CCPA - Adtech Update
Cybersecurity and Privacy Alert
Have you recently received an update from Google or another adtech provider on their CCPA position? Some industry players are rolling out their approaches, and any business that uses website widgets needs to take note. See below for an outline of the issue, some updated positions, and some considerations for an approach.
CCPA requires businesses to either affirmatively state that they do not sell information or provide a “Do Not Sell” link/button allowing consumers to “opt-out” of the sale of their information. The definition of selling goes beyond an exchange for monetary consideration to include exchanges for valuable consideration. In sum, this definition may include a wide variety of widgets used on websites for various purposes if the widgets collect and share information about site users with third parties and the business realizes a benefit from the use of these widgets. The adtech industry that is responsible for behavioral advertising involves a large number of behind-the-scenes participants. It is standard practice in that industry for those participants to build profiles on individuals from this data, which they in turn can use for their own benefit. Prior to the CCPA there was little restriction on this use and arguably the CCPA was drafted with the intent of classifying these practices as selling. There were not meaningful carve-outs or changes to the scope of the CCPA regarding this issue prior to it being signed into law, but many adtech providers were apparently waiting until it was signed to take a position on their compliance.

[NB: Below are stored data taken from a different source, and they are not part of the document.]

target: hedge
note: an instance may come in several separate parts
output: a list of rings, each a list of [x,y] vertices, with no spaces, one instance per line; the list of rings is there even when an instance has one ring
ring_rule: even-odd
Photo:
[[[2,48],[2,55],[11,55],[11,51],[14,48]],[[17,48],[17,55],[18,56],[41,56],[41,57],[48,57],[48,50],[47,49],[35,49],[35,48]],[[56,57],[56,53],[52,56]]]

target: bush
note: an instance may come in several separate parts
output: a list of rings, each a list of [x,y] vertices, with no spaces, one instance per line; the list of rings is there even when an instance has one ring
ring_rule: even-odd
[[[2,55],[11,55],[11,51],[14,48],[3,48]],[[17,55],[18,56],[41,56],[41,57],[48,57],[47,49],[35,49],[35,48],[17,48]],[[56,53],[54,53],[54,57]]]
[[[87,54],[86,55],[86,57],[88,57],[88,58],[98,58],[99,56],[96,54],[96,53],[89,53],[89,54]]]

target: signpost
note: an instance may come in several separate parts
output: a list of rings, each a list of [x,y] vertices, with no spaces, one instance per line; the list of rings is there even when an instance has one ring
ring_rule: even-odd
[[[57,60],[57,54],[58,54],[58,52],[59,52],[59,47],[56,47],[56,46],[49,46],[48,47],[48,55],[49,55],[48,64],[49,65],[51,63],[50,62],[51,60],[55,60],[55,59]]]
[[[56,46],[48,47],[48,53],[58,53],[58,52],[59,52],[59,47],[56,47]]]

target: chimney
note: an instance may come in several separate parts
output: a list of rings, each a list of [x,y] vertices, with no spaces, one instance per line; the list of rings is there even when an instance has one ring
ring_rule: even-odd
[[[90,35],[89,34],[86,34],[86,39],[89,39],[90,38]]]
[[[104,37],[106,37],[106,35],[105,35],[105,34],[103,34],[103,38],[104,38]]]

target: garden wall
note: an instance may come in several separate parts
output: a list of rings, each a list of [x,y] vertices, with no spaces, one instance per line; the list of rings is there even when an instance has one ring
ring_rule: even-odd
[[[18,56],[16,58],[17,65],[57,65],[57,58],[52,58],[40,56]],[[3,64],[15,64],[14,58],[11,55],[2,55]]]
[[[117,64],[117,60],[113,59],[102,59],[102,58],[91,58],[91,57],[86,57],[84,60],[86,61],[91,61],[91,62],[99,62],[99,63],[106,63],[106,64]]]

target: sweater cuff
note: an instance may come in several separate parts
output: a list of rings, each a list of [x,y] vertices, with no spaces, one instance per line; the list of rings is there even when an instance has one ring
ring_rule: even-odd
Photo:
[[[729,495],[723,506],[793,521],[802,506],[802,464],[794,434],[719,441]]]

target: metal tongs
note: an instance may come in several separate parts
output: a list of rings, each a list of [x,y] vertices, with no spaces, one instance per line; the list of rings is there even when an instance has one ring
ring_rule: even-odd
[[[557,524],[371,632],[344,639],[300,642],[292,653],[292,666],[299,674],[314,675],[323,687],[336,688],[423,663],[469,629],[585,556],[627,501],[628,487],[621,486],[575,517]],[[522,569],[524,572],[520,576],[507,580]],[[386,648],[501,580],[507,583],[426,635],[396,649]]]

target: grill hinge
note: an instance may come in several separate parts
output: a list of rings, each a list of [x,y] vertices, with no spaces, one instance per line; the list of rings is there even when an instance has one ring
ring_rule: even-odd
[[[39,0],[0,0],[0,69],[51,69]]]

The default use of many adtech and related widgets may fall into the definition of “selling” under CCPA if a business can be considered to be providing data to a third party through the widgets and the business is getting a benefit from doing so. If so, the remaining question is whether there is some exception that makes the particular practice meet an exception to “selling” under CCPA. There are two possible applicable exceptions to selling. The first is that even if it would otherwise be considered selling, if the consumer directs the business to share it, it would not be considered selling. This allows for the possibility that a consumer wants a business to share for a particular reason, but it requires more than passive consent. To be used in the adtech context the direction required would be much more onerous than a “Do Not Sell” opt-out because it would effectively be an opt-in and also limit the use to whatever particular consent was obtained, so that option is not really viable. The remaining viable exception is when the “business uses or shares with a service provider personal information of a consumer that is necessary to perform a business purpose...” If this exception is met, the practice is not considered selling and a “Do Not Sell” link or button is not required (as to that practice).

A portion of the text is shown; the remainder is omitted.